すぷりんぐぶろぐ

桜と絵本と豆乳と

ものは、汚れをもたらす

2007年12月20日 | 読書
 まど・みちおの作った「朝がくると」という詩がある。

 朝がくると とび起きて
 ぼくが作ったのでもない
 水道で 顔をあらうと

で始まる有名な詩だ。

 この詩は例の『心のノート』にも取り上げられたように、日本人の価値観に強くフィットするのだと思う。
 私自身にもそういう思いがある。
 繰り返される「ぼくが作ったのでもない」。
 水道、洋服、ごはん、本やノート、ランドセル、靴、道路…
 老境間近?になった今でさえ、たまに「ああ俺は何も作れないのか」とふとよぎることさえある。
 第一次産業や製造業に対して少しコンプレックスを抱いているような…

 ところが『豊かさの探求』(加藤廣著・新潮文庫)を読んでいて、えっそうなのと今さらながらに教えられたことがある。
 歴史モノのベストセラー作家である著者は、「もの作り」について先人の様々な言葉を拾ってきて、こう結論づける。

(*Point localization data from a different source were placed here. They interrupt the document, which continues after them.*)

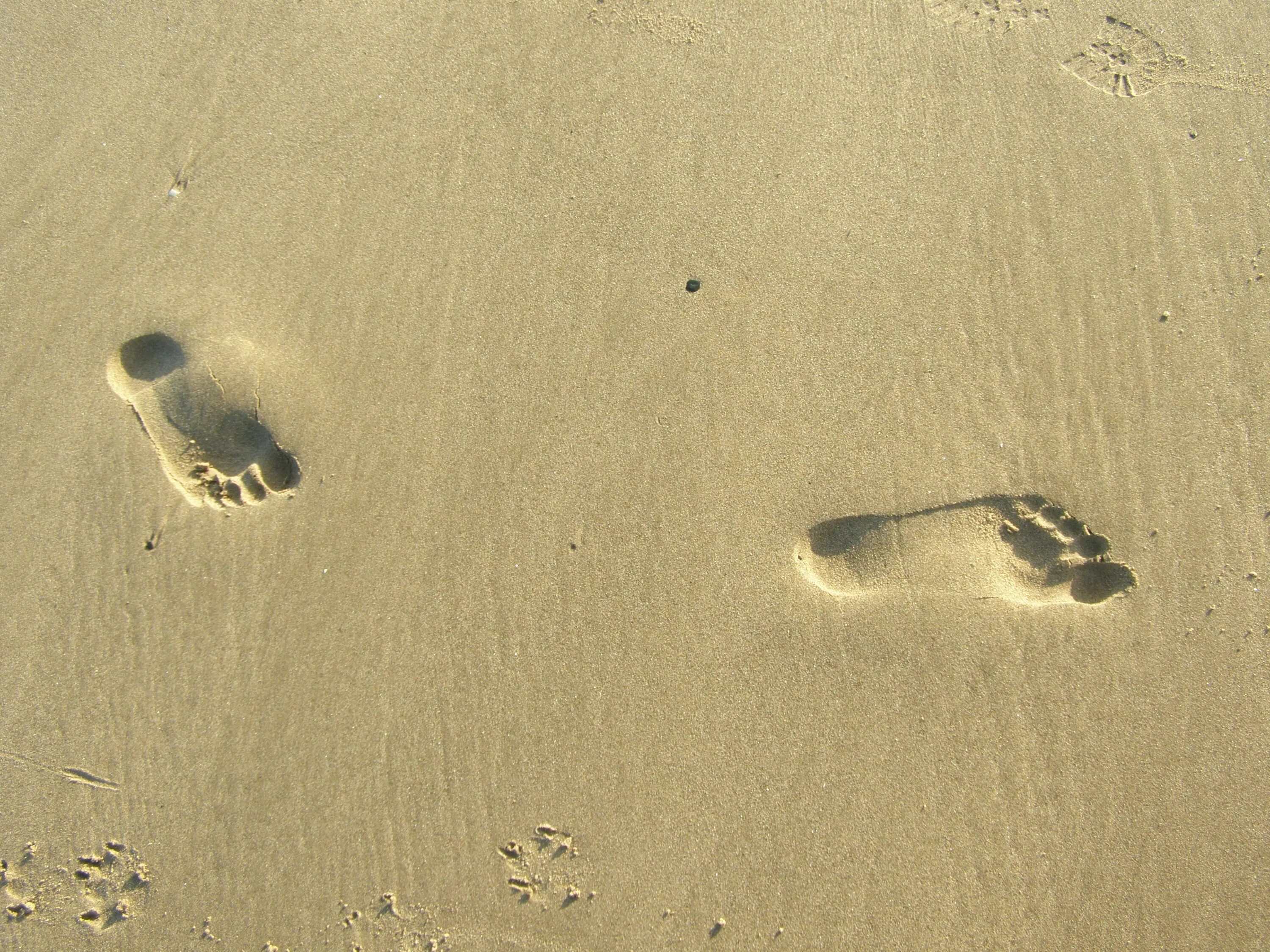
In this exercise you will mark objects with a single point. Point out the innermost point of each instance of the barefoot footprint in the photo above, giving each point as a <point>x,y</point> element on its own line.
<point>1123,61</point>
<point>213,451</point>
<point>1019,549</point>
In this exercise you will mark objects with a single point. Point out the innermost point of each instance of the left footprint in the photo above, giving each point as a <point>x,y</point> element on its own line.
<point>214,452</point>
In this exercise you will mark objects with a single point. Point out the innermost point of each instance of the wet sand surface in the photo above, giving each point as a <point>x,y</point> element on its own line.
<point>394,554</point>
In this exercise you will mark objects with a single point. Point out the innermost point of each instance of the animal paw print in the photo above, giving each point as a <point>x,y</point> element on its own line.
<point>22,894</point>
<point>545,869</point>
<point>390,926</point>
<point>113,885</point>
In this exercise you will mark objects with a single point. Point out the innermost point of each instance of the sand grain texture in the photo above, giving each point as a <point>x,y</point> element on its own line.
<point>525,560</point>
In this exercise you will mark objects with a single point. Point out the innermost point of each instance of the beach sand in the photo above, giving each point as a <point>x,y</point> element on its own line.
<point>397,555</point>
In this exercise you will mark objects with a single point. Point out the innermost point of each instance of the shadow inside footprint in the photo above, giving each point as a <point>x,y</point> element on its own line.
<point>216,454</point>
<point>837,536</point>
<point>152,356</point>
<point>1020,549</point>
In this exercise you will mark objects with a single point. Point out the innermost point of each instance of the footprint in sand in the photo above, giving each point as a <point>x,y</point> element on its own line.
<point>213,451</point>
<point>1019,549</point>
<point>1123,61</point>
<point>996,16</point>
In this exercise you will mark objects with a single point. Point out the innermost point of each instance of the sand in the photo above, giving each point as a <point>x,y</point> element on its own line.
<point>397,555</point>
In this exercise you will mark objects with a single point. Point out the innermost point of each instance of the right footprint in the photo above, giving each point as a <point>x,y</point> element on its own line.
<point>1123,61</point>
<point>1019,549</point>
<point>214,452</point>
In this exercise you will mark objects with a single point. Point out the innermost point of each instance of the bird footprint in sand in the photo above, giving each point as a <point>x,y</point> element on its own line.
<point>1019,549</point>
<point>1123,61</point>
<point>987,14</point>
<point>216,454</point>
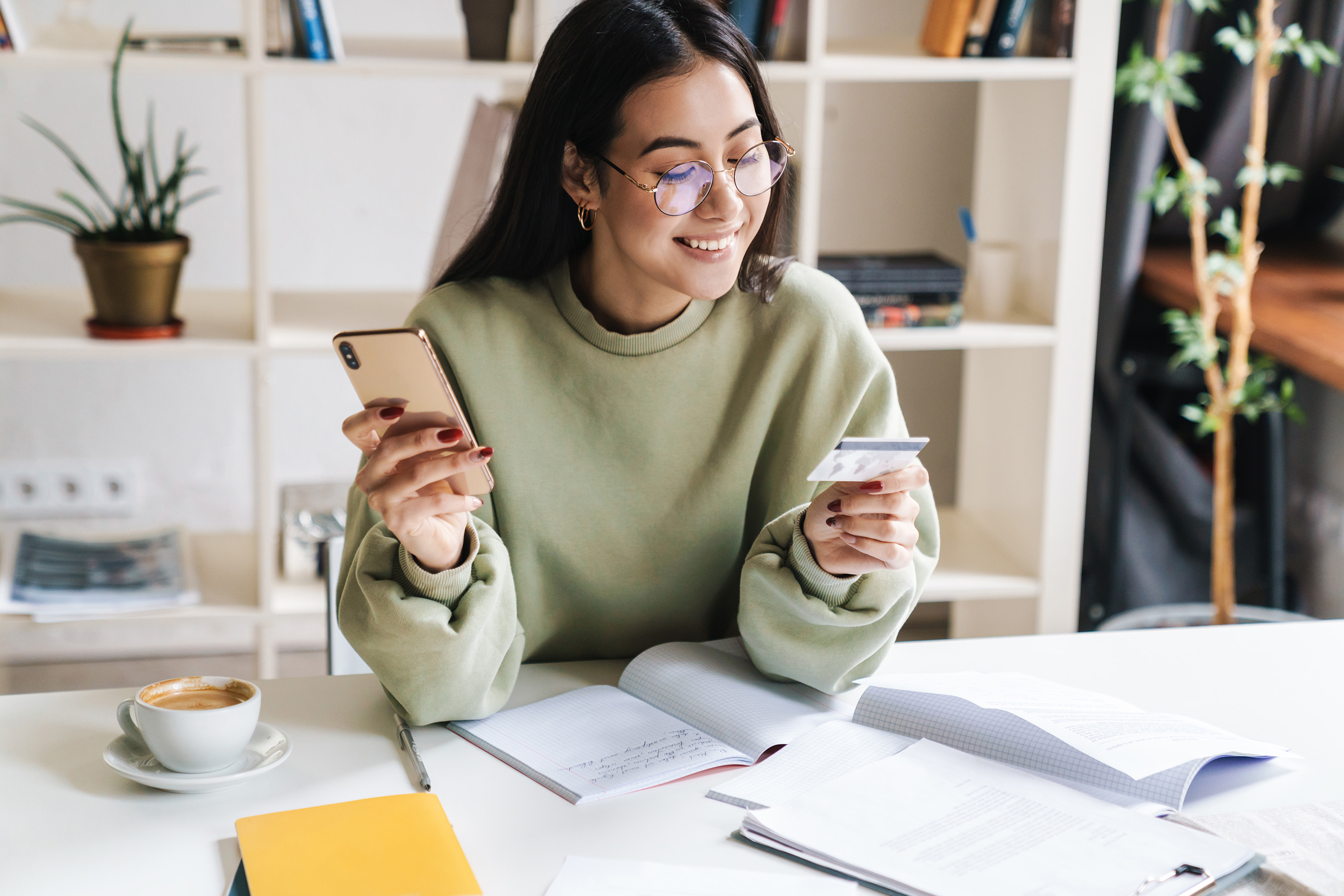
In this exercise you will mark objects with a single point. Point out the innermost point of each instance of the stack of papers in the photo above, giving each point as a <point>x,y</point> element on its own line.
<point>615,877</point>
<point>933,821</point>
<point>1090,742</point>
<point>56,576</point>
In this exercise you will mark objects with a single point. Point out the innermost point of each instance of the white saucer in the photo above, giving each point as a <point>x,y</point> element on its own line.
<point>268,749</point>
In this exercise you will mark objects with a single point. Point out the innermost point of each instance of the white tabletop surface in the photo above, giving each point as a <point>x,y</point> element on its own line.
<point>70,825</point>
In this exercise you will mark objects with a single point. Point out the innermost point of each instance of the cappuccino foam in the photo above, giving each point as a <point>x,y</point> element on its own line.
<point>196,699</point>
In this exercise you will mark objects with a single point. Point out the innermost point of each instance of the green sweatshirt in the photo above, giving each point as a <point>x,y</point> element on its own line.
<point>648,490</point>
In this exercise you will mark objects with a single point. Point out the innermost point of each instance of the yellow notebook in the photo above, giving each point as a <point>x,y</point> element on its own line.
<point>381,847</point>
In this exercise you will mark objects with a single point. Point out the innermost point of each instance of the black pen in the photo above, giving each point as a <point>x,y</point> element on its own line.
<point>404,735</point>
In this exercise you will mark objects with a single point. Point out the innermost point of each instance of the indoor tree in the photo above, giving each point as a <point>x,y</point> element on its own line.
<point>1236,385</point>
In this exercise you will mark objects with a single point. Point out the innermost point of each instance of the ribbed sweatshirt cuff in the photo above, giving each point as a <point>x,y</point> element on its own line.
<point>834,590</point>
<point>447,586</point>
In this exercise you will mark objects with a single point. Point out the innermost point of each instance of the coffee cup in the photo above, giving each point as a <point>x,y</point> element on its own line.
<point>194,725</point>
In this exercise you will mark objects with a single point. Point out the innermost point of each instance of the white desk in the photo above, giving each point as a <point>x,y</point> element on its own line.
<point>69,825</point>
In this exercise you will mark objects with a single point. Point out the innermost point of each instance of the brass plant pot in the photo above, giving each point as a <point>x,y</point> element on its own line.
<point>133,287</point>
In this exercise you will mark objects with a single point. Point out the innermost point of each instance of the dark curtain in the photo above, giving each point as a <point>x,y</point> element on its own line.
<point>1167,507</point>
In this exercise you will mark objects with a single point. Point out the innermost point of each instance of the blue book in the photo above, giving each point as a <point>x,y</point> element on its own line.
<point>1002,39</point>
<point>748,15</point>
<point>313,34</point>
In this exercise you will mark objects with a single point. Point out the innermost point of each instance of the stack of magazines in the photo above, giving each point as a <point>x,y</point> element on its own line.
<point>901,291</point>
<point>59,577</point>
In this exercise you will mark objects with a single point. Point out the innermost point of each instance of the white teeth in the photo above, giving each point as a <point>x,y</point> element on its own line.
<point>713,245</point>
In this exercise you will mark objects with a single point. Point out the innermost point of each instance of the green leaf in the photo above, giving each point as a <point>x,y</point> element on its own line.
<point>96,222</point>
<point>1164,191</point>
<point>1241,42</point>
<point>35,219</point>
<point>74,159</point>
<point>1227,229</point>
<point>1281,171</point>
<point>42,211</point>
<point>1187,332</point>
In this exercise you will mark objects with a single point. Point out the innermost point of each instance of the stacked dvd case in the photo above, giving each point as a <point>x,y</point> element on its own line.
<point>919,289</point>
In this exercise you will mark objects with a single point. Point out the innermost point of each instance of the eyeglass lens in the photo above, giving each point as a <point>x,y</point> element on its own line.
<point>685,187</point>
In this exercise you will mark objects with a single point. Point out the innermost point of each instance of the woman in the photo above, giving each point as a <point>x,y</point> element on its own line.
<point>653,390</point>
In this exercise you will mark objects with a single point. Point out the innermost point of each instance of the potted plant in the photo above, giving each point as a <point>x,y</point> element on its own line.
<point>1238,386</point>
<point>131,249</point>
<point>487,27</point>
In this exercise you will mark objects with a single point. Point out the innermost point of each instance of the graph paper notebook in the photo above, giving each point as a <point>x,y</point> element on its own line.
<point>1090,742</point>
<point>679,708</point>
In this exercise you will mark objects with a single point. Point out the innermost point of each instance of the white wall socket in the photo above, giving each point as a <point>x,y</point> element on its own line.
<point>57,490</point>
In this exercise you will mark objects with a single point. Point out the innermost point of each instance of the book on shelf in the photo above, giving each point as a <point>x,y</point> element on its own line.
<point>945,27</point>
<point>187,43</point>
<point>978,29</point>
<point>474,187</point>
<point>913,289</point>
<point>280,29</point>
<point>13,37</point>
<point>886,316</point>
<point>1006,27</point>
<point>66,574</point>
<point>775,14</point>
<point>914,270</point>
<point>1053,29</point>
<point>335,46</point>
<point>304,29</point>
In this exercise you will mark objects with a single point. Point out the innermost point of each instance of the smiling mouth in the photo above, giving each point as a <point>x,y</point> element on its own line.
<point>709,245</point>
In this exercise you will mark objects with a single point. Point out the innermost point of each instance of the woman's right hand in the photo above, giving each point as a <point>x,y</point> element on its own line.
<point>429,523</point>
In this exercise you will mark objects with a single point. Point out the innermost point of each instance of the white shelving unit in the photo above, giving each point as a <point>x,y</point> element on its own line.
<point>1033,150</point>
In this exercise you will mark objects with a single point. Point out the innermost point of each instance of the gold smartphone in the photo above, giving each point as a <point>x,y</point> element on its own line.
<point>398,367</point>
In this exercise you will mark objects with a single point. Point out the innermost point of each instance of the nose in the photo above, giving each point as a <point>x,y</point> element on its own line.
<point>724,202</point>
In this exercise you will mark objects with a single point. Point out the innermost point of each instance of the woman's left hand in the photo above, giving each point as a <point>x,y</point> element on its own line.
<point>862,527</point>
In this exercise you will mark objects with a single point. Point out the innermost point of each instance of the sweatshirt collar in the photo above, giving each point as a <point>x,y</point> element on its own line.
<point>587,326</point>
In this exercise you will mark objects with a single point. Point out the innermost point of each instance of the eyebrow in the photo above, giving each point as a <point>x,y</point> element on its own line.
<point>665,143</point>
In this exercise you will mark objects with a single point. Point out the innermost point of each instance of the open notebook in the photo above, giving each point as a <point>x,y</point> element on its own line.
<point>678,710</point>
<point>1090,742</point>
<point>934,821</point>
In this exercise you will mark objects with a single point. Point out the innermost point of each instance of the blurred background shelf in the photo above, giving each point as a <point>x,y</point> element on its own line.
<point>966,335</point>
<point>973,567</point>
<point>45,321</point>
<point>308,321</point>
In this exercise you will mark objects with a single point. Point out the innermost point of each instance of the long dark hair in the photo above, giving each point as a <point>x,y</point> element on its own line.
<point>599,54</point>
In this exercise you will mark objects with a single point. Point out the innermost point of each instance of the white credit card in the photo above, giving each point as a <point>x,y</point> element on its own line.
<point>859,460</point>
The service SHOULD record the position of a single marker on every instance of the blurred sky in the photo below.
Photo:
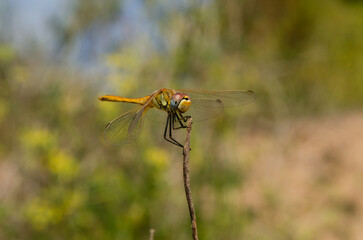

 古代から近世に至るまで、貴族や権力者は、武人における武器を唯一の例外として、実用的なことを軽視~もっとはっきりいえば軽蔑~してきました。(略)現代人は実用的なことばかりに価値観を追い求めています。

 胸に手をあてると、さもありなん。
 そして、それが何故いけないかと問うたとき、このような先人の言葉がとどめをさす。

 機械術と呼ばれるものは、社会的な汚れをもたらす

 溢れかえるゴミ、廃棄物の例は挙げるまでもない。
 必要か必要でないかさえ判断できないほど圧倒的なものを抱えて暮らしているのが、今の私たちである。

 もの作りを目指す心は、人間の本質的なことだと思う。器用な手足を使うことによって脳を発達させてきたのだから。
 しかし作ったものによって様々な争い、諍いが起きたことも確かだ。

 「もの作りにばかりのめり込み、心を作ってこなかった」なんて格好いい言葉を使いたくなるが、そんな言葉は、今はもう力を持たない。
 いずれ溢れかえる「ものによる汚れ」が、例えば制限の見えない消費志向のように個人の心まで侵食していることは確かだろう。
 ものをめぐった人と人との争いではなく、ものと人との対決のような風景も思い浮かぶ。

 本当に欲しいものとは、いったい何なのか。
 それは自分で作れないものなのか。
 ものの消費に明け暮れないで、夜はそのことをぼんやり考えるのもいい。